The Internet connection is becoming ubiquitous in embedded systems, making them potential victims of intrusion. Although gaining popularity in recent years, deep learning based intrusion detection systems tend to produce worse results than those using traditional machine learning algorithms. On the contrary, we propose an end-to-end methodology allowing a neural network to outperform traditional machine learning algorithms. We demonstrate high performance score on CIC-IDS2017 data set, showing an accuracy greater than 99% and a false positive rate lower than 0.5%. Our results are compared to traditional machine learning algorithms and previous studies. Then, we show that our approach can be successfully applied to CSE-CIC-IDS2018 data set, confirming that neural network can reach better scores than other machine learning algorithms. Our performance is compared to previous work on this data set. We further deployed our solution on a system-on-chip for automotive, allowing to characterize real-time performance aspect on an embedded system, both for feature extraction and inference. Finally, a discussion opens up on problems related to some attacks that are particularly difficult to detect with flow-based techniques and weaknesses found in the data sets.

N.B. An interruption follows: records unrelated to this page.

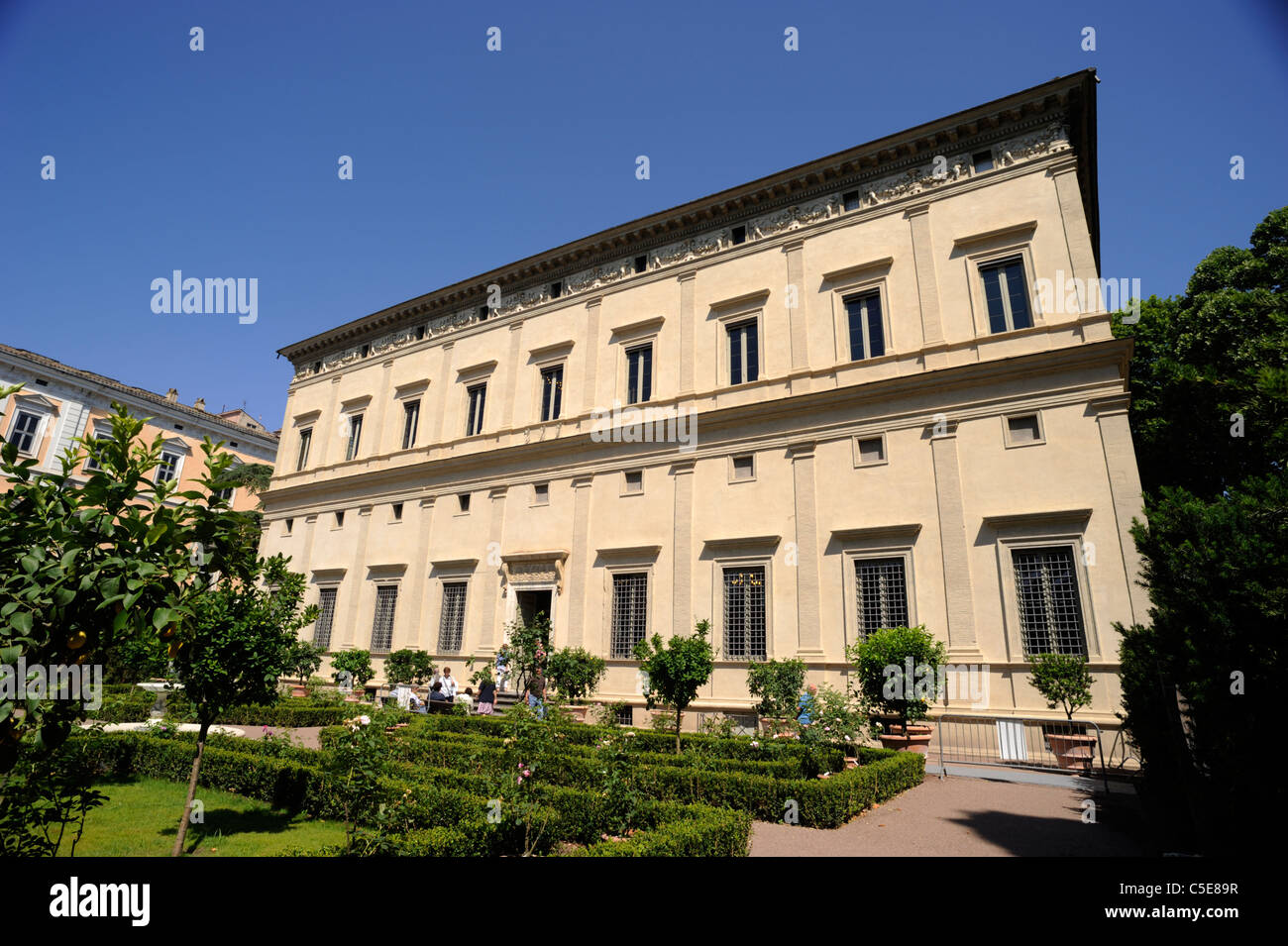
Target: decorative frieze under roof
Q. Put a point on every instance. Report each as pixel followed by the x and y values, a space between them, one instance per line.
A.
pixel 1025 126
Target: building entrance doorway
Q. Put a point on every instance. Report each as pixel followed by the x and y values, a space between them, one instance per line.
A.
pixel 531 602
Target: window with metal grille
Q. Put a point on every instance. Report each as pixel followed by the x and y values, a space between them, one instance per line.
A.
pixel 639 374
pixel 1006 296
pixel 326 617
pixel 475 418
pixel 881 589
pixel 355 437
pixel 630 613
pixel 168 468
pixel 743 353
pixel 24 434
pixel 411 420
pixel 745 613
pixel 451 622
pixel 552 392
pixel 305 441
pixel 867 331
pixel 382 624
pixel 1046 589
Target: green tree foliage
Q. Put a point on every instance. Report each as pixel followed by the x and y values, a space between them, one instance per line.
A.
pixel 85 569
pixel 677 670
pixel 778 683
pixel 303 659
pixel 576 672
pixel 355 662
pixel 898 671
pixel 1219 351
pixel 1210 420
pixel 1063 680
pixel 235 648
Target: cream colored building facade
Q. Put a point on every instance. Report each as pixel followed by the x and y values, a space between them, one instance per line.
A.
pixel 876 417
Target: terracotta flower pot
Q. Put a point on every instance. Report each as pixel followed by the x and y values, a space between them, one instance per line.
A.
pixel 1073 749
pixel 917 739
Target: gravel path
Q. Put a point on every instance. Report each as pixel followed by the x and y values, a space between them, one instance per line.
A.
pixel 971 817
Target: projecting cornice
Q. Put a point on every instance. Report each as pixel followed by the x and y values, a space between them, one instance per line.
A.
pixel 1035 123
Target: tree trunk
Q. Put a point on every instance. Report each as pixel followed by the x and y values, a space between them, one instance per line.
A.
pixel 192 790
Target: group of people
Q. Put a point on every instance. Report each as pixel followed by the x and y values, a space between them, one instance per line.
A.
pixel 445 688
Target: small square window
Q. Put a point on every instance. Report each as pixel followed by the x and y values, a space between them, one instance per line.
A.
pixel 871 450
pixel 1022 430
pixel 1006 296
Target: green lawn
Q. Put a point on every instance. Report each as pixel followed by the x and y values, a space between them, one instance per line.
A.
pixel 141 816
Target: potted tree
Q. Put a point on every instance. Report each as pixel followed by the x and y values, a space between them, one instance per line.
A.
pixel 357 663
pixel 1064 681
pixel 898 674
pixel 576 674
pixel 303 659
pixel 778 683
pixel 677 668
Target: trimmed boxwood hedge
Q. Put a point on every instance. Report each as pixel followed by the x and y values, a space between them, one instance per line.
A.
pixel 450 819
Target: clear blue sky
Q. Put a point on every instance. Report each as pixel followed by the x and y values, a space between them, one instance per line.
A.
pixel 223 163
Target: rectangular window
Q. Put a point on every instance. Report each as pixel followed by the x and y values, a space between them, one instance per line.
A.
pixel 1006 296
pixel 305 441
pixel 1046 589
pixel 745 613
pixel 867 330
pixel 881 589
pixel 552 392
pixel 355 437
pixel 743 353
pixel 451 623
pixel 475 420
pixel 1022 430
pixel 639 374
pixel 168 468
pixel 326 617
pixel 411 420
pixel 382 623
pixel 24 434
pixel 630 613
pixel 871 451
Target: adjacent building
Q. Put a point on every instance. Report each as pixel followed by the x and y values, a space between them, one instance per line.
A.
pixel 60 404
pixel 876 389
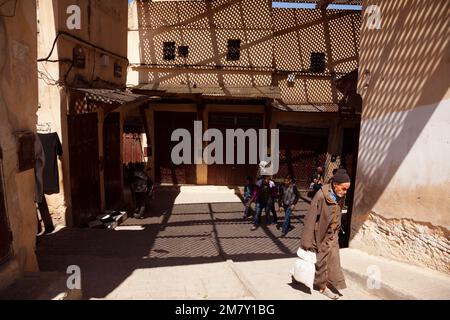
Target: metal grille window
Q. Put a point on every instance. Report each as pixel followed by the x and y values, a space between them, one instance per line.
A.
pixel 169 50
pixel 234 50
pixel 183 51
pixel 317 62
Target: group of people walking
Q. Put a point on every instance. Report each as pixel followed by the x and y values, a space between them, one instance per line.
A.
pixel 265 193
pixel 321 224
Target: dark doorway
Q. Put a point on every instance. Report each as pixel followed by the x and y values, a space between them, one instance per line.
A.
pixel 166 171
pixel 233 174
pixel 349 156
pixel 5 235
pixel 84 167
pixel 301 151
pixel 113 164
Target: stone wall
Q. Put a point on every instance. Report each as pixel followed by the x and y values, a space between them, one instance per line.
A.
pixel 407 240
pixel 402 199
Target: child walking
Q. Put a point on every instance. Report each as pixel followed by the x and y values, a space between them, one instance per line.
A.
pixel 288 198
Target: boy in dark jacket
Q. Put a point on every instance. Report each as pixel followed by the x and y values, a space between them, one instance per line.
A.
pixel 248 195
pixel 264 194
pixel 288 198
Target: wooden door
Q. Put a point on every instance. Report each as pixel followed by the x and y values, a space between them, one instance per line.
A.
pixel 233 174
pixel 112 157
pixel 84 167
pixel 5 235
pixel 301 151
pixel 166 171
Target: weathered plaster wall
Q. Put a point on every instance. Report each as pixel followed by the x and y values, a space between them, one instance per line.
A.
pixel 18 106
pixel 103 23
pixel 402 202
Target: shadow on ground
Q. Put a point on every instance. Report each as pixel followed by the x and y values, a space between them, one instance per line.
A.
pixel 169 235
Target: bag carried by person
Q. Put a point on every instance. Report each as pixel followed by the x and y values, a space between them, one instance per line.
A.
pixel 304 268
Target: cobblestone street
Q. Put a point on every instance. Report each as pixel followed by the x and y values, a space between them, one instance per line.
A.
pixel 183 251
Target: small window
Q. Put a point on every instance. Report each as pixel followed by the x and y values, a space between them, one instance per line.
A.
pixel 79 58
pixel 317 62
pixel 234 50
pixel 169 50
pixel 117 69
pixel 183 51
pixel 291 79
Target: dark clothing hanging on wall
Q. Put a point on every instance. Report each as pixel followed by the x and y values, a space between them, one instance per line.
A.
pixel 52 148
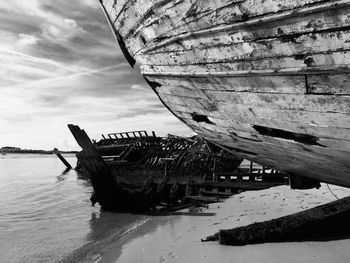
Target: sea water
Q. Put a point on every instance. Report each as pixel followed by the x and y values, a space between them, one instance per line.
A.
pixel 46 214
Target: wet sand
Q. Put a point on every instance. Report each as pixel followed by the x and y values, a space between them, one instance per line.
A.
pixel 177 238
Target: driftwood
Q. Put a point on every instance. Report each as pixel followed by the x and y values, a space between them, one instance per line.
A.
pixel 63 160
pixel 318 223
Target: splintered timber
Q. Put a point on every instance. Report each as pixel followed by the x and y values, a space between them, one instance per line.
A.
pixel 267 79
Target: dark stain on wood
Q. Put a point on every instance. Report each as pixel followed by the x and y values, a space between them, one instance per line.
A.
pixel 287 135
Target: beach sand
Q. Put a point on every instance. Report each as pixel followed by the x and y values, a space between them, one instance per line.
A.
pixel 177 238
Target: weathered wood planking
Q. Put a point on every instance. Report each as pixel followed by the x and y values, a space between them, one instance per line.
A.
pixel 243 127
pixel 299 102
pixel 289 159
pixel 331 84
pixel 159 19
pixel 287 29
pixel 301 48
pixel 268 78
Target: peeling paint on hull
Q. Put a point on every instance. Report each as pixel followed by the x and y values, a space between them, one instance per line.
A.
pixel 268 78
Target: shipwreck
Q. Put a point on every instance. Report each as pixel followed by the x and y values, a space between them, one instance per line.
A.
pixel 142 172
pixel 268 80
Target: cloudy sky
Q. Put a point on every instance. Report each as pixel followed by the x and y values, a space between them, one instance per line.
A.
pixel 59 64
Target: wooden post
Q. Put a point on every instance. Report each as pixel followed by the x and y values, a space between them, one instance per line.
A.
pixel 214 170
pixel 312 224
pixel 64 161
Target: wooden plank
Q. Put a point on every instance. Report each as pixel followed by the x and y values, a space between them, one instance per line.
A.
pixel 300 102
pixel 329 84
pixel 296 161
pixel 288 30
pixel 199 14
pixel 323 220
pixel 300 47
pixel 258 84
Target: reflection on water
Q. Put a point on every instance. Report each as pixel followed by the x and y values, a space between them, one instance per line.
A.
pixel 46 215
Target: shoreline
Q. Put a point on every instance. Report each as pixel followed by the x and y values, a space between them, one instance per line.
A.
pixel 178 238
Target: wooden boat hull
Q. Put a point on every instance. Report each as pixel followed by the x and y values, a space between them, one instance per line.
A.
pixel 269 79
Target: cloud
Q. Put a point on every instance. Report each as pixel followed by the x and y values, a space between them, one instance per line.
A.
pixel 60 64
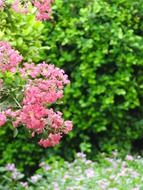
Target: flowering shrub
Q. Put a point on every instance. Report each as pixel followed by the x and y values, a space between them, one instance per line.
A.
pixel 26 94
pixel 27 91
pixel 82 174
pixel 43 7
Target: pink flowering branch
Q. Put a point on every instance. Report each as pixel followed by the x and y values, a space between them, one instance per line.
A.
pixel 40 86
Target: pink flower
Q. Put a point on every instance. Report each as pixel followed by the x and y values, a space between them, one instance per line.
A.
pixel 9 58
pixel 2 119
pixel 68 126
pixel 1 4
pixel 52 140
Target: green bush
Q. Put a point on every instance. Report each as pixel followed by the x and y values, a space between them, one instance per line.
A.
pixel 100 45
pixel 24 33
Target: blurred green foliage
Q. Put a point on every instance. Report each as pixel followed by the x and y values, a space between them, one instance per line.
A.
pixel 100 45
pixel 24 33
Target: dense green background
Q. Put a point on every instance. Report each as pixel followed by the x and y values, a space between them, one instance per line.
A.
pixel 100 45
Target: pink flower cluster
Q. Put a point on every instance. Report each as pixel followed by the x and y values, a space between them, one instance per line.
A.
pixel 44 86
pixel 9 58
pixel 1 4
pixel 43 7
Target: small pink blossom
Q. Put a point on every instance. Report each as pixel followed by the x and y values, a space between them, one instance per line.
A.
pixel 2 119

Internet 连接在嵌入式系统中变得无处不在，使它们成为入侵的潜在受害者。尽管近年来越来越受欢迎，但基于深度学习的入侵检测系统往往比使用传统机器学习算法的系统产生更差的结果。相反，我们提出了一种端到端的方法，允许神经网络优于传统的机器学习算法。我们在 CIC-IDS2017 数据集上展示了很高的性能得分，显示准确率大于 99%，误报率低于 0.5%。我们的结果与传统的机器学习算法和以前的研究进行了比较。然后，我们表明我们的方法可以成功应用于 CSE-CIC-IDS2018 数据集，证实神经网络可以达到比其他机器学习算法更好的分数。我们的性能与该数据集以前的工作进行了比较。我们进一步在汽车片上系统上部署了我们的解决方案，允许在嵌入式系统上表征实时性能方面，用于特征提取和推理。最后，将展开与某些攻击有关的问题的讨论，这些问题特别难以使用基于流的技术来检测，并且存在数据集中的弱点。